Characterization of oncohistone H2B variants in Schizosaccharomyces pombe reveals a key role of H2B monoubiquitination deficiency in genomic instability by altering gene expression.

Various amino acid substitutions commonly occur at one residue of a histone in human cancers, but it remains unclear whether these histone variants have distinct oncogenic effects and mechanisms.

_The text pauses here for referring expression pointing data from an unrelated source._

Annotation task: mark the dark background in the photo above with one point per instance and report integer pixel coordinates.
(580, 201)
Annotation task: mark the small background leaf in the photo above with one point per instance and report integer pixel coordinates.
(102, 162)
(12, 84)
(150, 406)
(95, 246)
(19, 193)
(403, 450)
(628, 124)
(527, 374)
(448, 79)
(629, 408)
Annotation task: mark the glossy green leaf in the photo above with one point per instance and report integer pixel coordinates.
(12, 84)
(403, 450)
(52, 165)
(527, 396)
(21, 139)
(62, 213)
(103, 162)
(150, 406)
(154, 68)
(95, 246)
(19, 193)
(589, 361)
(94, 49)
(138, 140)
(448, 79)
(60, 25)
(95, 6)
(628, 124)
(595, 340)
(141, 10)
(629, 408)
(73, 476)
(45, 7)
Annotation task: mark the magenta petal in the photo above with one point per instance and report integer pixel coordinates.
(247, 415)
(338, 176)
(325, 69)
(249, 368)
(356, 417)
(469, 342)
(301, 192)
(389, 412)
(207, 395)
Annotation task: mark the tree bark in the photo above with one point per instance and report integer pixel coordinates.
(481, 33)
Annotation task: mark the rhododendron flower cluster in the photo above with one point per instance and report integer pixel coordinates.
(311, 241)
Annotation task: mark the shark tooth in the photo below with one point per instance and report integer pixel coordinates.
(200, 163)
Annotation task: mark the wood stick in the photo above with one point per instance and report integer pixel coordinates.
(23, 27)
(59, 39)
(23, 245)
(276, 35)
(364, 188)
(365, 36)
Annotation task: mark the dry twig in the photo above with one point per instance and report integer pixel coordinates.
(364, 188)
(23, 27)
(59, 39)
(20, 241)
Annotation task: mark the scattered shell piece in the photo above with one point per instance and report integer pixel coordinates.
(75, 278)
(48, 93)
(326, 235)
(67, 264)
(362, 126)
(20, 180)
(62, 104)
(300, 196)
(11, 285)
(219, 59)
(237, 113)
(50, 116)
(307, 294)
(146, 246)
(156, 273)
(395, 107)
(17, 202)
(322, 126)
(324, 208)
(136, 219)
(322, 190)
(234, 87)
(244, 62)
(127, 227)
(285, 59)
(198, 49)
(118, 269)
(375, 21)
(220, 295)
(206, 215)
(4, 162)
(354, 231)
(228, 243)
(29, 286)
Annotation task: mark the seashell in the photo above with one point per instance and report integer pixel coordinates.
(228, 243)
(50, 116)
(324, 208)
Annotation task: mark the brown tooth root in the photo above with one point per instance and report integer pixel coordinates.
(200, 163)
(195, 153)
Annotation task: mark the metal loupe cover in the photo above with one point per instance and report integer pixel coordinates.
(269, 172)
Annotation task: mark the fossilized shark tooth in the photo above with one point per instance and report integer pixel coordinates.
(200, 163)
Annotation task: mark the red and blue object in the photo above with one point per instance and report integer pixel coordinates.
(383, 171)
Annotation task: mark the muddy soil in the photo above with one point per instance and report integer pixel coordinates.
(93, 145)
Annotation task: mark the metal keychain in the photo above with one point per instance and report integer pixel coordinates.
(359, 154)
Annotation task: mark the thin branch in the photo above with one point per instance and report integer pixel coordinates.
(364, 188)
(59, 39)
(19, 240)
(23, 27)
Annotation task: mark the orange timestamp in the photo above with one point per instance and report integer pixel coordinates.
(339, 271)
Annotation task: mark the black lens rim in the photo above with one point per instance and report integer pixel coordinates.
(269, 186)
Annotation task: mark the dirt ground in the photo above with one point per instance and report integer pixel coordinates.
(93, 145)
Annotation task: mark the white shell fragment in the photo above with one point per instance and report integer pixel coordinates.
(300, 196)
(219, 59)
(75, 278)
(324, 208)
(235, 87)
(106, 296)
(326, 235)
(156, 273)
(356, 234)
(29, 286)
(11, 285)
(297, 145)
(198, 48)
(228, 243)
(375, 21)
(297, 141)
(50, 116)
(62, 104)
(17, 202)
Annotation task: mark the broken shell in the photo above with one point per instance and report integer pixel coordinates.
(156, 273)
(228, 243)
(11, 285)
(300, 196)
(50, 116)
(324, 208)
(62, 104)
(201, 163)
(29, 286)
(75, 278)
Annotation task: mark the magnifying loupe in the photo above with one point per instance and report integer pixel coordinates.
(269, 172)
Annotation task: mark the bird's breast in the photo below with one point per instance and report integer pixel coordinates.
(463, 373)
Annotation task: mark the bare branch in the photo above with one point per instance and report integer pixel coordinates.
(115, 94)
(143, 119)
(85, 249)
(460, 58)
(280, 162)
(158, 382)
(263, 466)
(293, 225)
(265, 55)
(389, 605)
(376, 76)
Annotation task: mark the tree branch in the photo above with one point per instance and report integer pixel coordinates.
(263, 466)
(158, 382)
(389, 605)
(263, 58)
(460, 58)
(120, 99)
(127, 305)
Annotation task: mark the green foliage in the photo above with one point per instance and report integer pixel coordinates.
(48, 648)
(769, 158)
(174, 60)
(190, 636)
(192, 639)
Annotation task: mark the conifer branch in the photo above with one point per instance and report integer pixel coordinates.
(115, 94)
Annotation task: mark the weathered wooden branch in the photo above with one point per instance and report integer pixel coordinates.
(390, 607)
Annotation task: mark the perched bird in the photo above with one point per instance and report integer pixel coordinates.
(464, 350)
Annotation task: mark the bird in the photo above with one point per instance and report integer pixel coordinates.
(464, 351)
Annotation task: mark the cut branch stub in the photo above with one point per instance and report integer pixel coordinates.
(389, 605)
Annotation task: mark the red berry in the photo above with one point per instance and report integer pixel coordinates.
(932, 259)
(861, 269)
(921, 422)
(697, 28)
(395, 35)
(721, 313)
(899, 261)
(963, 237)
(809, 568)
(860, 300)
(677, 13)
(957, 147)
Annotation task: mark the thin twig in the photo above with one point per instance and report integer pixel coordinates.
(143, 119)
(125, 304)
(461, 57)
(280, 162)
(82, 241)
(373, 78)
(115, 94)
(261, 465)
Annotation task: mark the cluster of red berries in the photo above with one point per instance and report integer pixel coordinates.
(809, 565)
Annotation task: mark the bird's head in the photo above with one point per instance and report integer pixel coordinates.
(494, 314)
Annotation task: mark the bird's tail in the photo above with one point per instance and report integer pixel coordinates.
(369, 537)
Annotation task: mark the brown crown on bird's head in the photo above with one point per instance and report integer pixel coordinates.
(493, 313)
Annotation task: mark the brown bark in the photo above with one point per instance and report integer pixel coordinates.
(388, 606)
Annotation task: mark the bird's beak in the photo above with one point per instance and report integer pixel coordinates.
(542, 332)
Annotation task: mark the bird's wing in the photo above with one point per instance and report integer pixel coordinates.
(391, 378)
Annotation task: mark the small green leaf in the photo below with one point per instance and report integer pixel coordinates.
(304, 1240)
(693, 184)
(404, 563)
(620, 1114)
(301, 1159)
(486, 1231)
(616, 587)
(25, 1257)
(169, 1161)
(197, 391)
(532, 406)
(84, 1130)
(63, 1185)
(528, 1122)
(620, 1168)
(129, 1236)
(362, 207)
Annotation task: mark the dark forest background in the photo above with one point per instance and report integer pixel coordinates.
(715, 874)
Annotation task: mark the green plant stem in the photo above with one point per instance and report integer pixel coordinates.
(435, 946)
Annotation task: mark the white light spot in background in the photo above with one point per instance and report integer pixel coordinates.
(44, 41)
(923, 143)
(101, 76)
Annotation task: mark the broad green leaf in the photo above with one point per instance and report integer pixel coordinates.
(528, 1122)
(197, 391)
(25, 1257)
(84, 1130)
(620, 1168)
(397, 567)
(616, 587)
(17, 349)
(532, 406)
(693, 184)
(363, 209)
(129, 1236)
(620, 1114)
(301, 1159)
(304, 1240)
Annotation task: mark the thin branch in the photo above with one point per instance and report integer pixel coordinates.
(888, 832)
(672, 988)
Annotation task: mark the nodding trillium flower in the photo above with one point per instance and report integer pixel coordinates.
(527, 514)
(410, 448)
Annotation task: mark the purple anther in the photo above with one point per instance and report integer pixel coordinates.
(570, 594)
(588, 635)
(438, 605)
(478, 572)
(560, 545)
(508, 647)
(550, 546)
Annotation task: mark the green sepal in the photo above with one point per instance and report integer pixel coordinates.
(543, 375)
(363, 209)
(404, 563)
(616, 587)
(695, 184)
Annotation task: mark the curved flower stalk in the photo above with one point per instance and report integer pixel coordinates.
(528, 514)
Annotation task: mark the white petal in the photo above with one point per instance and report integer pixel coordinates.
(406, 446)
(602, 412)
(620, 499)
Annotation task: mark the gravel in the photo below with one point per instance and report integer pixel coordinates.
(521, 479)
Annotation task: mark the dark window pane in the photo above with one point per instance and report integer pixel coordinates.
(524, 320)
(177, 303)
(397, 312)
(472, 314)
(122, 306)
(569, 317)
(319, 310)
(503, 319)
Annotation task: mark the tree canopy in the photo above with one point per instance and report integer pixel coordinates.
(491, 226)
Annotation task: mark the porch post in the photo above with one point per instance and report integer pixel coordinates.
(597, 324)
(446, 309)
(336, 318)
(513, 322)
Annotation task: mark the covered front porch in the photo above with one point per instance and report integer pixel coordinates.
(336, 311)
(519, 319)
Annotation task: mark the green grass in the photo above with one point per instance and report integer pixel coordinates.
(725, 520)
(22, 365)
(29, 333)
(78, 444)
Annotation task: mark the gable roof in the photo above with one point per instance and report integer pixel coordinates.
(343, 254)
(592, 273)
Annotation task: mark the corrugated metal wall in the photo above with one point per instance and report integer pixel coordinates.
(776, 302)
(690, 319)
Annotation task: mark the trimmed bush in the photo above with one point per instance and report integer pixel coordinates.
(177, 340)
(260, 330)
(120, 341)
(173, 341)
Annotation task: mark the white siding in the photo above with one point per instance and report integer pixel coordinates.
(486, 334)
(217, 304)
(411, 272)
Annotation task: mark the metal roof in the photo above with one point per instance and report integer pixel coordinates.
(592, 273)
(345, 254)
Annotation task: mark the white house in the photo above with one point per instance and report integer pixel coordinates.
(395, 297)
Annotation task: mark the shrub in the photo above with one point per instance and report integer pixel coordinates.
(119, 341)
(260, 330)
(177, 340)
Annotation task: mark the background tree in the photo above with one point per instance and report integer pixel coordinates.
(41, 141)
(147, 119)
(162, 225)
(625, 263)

Our previous modeling study in the fission yeast Schizosaccharomyces pombe demonstrated that the oncohistone mutants H2BG52D, H2BD67N, and H2BP102L cause the homologous recombination defects and genomic instability by compromising H2B monoubiquitination (H2Bub). However, it is unknown whether other amino acid changes at the H2B-Gly52/Asp67/Pro102 residues influence H2Bub levels and whether they cause genomic instability by altering H2Bub-regulated gene expression. Here, we construct diverse oncomutants at the sole H2B gene htb1-Gly52/Asp67/Pro102 sites in S. pombe and study their impacts on genotoxic response, H2Bub levels, and gene expression. Interestingly, the oncomutants htb1-G52D, htb1-D67N, and htb1-P102L exclusively exhibit significant genotoxic sensitivity, reduced H2Bub levels, and altered gene expression. These defects can be rescued by restoring H2Bub levels with the deletion of the H2B deubiquitinase ubp8+. These strong genetic correlations suggest that H2Bub deficiency plays a determinant role in the genomic instability of htb1-Gly52/Asp67/Pro102 oncomutants and that the alteration of gene expression due to reduced H2Bub levels is a novel mechanism underlying the genomic instability caused by htb1-G52D, htb1-D67N, and htb1-P102L oncomutations.